The problem with measurement is that usually you get a lot of measurement for what we don't hear, and lack some measurement for things that we do hear. But lets take a concrete example:
- Choord Qutest vs RME ADI-2 DAC
They both measure very well and sound very well, so far so good. But while their measurement is very equal, they still sound quite different. Where is the measurement that highlights that difference?

And once you get to a transparent system in a room with good acoustics, soundstage becomes important. What measurement tells the width, height and depth of the soundstage?

And don't get me started with Topping DX3 (which I own myself and use as a TV dac) vs Schiit Yggdrasil. One of those DACs has an open spacious sound, with excellent with, depth and height of soundstage and excellent detail retrieval. The other has a muffled and veiled sound with no soundstage at all and hardly any details. And yet you can't tell that from their measurements, at least not the ones performed by Amir. In fact, the DAC that sound by far worse seems to be better according to his measurements.

So while measurements are good for providing a baseline for how something will sound, they don't tell the whole story (in fact, far from it).
 
You can learn to compensate for bias, which we all have.
The only way to compensate for bias is to eliminate it initially from the test. No human can compensate for bias. This is science, proven, many disciplines.
For me, listening a day or two and then switching back is usually enough.
I know this because I have several times heard what I didn't expect, for example a tweak I did that at first sounded good but later sounded worse than without the tweak.
Completely meaningless. If this were a peer-reviewed paper, you'd be laughed out of the organization.
The problem with measurement is that usually you get a lot of measurement for what we don't hear, and lack some measurement for things that we do hear. But lets take a concrete example:
- Choord Qutest vs RME ADI-2 DAC
They both measure very well and sound very well, so far so good. But while their measurement is very equal, they still sound quite different. Where is the measurement that highlights that difference?
I'll turn it around: where is the controlled statistical evidence that there is a difference outside of bias?
And once you get to a transparent system in a room with good acoustics, soundstage becomes important. What measurement tells the width, height and depth of the soundstage?
This is silly. You obviously cannot measure perception qualities. What you absolutely can do is measure aspects, both electrical and acoustic, that impact perception of all of those qualities. It's like wind chill, you can't measure how cold someone feels, but you can measure temperature, humidity, and wind speed.
So while measurements are good for providing a baseline for how something will sound, they don't tell the whole story (in fact, far from it).
I must disagree, emphatically. The problem is not the inability of measurements to tell the "whole story", the problem is knowing how measurements relate to the audible. Measurement is now far more sensitive than hearing, but what it cannot do is measure perception. What we know is that when "distortions" (that would include every signal change caused by anything) occur, they can all be measured. Even if you don't know exactly how a measured change is audible, you do know that less change is better.

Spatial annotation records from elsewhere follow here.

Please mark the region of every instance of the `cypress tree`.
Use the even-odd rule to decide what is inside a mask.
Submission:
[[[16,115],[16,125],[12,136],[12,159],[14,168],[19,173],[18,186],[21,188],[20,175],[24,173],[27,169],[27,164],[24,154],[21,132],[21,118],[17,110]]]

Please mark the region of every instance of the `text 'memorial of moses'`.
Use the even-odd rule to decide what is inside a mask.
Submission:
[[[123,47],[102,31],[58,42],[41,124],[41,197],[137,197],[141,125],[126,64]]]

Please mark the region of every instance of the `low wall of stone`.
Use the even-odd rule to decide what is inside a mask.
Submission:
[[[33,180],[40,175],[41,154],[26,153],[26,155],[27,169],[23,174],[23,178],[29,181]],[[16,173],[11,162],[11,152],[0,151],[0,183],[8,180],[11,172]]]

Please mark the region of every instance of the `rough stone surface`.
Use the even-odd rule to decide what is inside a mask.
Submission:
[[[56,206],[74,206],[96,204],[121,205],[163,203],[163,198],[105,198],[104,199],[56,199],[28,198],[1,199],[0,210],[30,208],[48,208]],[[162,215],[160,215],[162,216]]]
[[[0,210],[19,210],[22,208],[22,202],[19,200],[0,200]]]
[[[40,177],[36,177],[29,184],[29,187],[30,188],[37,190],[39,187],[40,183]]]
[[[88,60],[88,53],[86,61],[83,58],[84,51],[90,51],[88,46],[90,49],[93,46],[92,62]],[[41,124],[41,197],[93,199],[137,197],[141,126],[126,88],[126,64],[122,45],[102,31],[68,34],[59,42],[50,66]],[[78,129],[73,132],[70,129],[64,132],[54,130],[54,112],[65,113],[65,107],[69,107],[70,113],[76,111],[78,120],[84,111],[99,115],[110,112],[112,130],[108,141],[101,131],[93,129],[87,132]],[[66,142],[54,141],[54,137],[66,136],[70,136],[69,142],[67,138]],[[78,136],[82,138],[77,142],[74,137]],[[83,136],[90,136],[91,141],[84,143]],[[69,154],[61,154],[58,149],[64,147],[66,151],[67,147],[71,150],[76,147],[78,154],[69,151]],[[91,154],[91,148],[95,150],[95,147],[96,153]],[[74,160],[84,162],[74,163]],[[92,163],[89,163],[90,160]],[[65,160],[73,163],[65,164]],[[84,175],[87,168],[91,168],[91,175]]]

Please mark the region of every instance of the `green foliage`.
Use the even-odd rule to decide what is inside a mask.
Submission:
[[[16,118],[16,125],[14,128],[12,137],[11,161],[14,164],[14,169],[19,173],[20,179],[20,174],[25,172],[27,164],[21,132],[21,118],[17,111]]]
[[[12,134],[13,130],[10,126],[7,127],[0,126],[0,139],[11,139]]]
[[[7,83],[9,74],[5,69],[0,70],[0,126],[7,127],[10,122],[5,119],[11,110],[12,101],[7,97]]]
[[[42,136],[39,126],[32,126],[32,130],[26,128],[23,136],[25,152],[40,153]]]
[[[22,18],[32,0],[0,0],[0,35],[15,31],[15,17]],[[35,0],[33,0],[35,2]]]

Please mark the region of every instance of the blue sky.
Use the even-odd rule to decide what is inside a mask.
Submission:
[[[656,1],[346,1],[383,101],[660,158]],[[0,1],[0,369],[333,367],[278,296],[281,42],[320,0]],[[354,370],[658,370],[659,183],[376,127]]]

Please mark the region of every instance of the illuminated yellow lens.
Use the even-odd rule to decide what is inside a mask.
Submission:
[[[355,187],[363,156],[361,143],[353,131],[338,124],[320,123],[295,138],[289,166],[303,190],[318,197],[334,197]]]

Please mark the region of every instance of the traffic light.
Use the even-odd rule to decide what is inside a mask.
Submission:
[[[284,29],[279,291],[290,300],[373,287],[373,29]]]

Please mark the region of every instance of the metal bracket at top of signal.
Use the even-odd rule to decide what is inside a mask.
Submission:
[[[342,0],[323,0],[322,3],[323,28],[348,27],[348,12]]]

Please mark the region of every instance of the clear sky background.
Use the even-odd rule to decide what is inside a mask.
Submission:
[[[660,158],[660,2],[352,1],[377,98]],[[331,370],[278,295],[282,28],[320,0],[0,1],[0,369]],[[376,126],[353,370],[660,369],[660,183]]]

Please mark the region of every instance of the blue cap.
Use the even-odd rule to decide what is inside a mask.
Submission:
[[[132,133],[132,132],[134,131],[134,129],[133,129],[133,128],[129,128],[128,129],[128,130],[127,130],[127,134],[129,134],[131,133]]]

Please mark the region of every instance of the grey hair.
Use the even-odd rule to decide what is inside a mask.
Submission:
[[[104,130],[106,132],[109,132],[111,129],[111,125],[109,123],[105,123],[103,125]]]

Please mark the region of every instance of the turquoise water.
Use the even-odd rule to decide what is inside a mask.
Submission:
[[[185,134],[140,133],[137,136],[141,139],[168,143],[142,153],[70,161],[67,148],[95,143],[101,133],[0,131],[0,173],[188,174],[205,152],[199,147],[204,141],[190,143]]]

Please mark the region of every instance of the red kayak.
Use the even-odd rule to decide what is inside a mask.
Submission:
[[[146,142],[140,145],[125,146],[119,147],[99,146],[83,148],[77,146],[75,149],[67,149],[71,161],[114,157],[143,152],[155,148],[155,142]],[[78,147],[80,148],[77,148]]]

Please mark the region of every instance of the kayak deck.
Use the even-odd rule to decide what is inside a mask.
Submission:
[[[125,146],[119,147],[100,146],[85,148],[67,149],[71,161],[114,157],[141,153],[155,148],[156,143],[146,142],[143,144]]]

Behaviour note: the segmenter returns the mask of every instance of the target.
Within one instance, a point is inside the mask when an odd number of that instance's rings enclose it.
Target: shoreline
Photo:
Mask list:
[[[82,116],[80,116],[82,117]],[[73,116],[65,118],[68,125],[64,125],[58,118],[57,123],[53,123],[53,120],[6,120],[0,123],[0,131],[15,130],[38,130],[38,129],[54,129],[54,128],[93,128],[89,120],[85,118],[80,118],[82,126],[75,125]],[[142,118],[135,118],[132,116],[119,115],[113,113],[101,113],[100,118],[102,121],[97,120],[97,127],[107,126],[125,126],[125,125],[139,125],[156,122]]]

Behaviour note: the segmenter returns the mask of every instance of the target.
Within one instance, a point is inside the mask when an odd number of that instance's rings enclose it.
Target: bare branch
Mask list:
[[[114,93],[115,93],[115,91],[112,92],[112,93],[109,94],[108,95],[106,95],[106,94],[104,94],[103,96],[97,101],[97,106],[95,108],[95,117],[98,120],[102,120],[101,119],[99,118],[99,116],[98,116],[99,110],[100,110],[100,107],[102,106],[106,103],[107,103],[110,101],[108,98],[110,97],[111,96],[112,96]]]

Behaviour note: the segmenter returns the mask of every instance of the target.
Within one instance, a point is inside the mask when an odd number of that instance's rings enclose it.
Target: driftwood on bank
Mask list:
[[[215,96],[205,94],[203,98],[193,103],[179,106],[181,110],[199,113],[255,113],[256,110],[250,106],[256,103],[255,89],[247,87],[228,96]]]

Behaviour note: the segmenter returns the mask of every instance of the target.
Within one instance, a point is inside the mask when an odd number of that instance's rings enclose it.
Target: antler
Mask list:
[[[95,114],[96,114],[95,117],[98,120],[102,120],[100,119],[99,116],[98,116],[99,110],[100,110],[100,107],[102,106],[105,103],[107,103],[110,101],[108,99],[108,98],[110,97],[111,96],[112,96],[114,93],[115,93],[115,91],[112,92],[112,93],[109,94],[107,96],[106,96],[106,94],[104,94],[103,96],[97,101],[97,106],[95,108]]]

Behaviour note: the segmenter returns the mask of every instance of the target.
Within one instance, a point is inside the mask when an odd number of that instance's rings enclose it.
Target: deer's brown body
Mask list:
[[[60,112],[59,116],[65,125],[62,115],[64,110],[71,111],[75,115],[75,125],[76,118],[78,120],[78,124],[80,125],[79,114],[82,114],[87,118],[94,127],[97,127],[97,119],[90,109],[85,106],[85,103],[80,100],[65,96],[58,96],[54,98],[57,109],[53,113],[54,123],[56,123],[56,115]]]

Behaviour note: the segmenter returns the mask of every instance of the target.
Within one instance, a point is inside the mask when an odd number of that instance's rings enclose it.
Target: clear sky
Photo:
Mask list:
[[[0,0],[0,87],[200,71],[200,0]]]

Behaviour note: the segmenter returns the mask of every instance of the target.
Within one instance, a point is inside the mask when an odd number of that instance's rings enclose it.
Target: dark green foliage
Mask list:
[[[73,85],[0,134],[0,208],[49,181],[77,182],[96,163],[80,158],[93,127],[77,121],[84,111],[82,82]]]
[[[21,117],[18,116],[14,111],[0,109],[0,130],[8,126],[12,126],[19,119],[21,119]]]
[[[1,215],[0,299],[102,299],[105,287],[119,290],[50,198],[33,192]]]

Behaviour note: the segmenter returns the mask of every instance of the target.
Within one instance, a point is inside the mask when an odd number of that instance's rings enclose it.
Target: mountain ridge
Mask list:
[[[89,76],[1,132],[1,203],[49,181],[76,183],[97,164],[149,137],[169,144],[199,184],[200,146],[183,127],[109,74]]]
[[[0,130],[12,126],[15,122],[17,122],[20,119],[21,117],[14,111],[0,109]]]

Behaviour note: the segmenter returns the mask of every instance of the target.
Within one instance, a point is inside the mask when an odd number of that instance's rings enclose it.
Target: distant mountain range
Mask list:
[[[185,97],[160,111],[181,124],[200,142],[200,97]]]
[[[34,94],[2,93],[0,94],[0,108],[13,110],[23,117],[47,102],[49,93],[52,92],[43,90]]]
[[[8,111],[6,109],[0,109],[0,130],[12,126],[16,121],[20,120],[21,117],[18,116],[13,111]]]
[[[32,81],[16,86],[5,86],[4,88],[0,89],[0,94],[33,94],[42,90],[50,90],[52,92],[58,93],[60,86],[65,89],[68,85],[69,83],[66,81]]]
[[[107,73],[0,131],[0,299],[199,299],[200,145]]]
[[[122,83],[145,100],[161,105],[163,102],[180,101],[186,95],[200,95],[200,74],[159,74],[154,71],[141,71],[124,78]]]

I hear this anti-measurement argument all of the time. It is advanced universally by those who don't do any measurements, and don't understand the process, much less the application of the resulting data. At one time if fit part of that description myself, back when my measurement capabilities were limited to hand-tuned distortion bridges. I "knew" my measurements didn't tell the whole story. But, we've moved forward 50 years, and now with a set of chirps can collect far more data, and post-process it with far better resolution than was even imagined then. But that also means measurement in general is much harder to understand. It's very easy to dismiss measurement and favor subjective biased listening, but that's a very big trap to fall into, missing the opportunity to improve sound reproduction in a real, tangible way.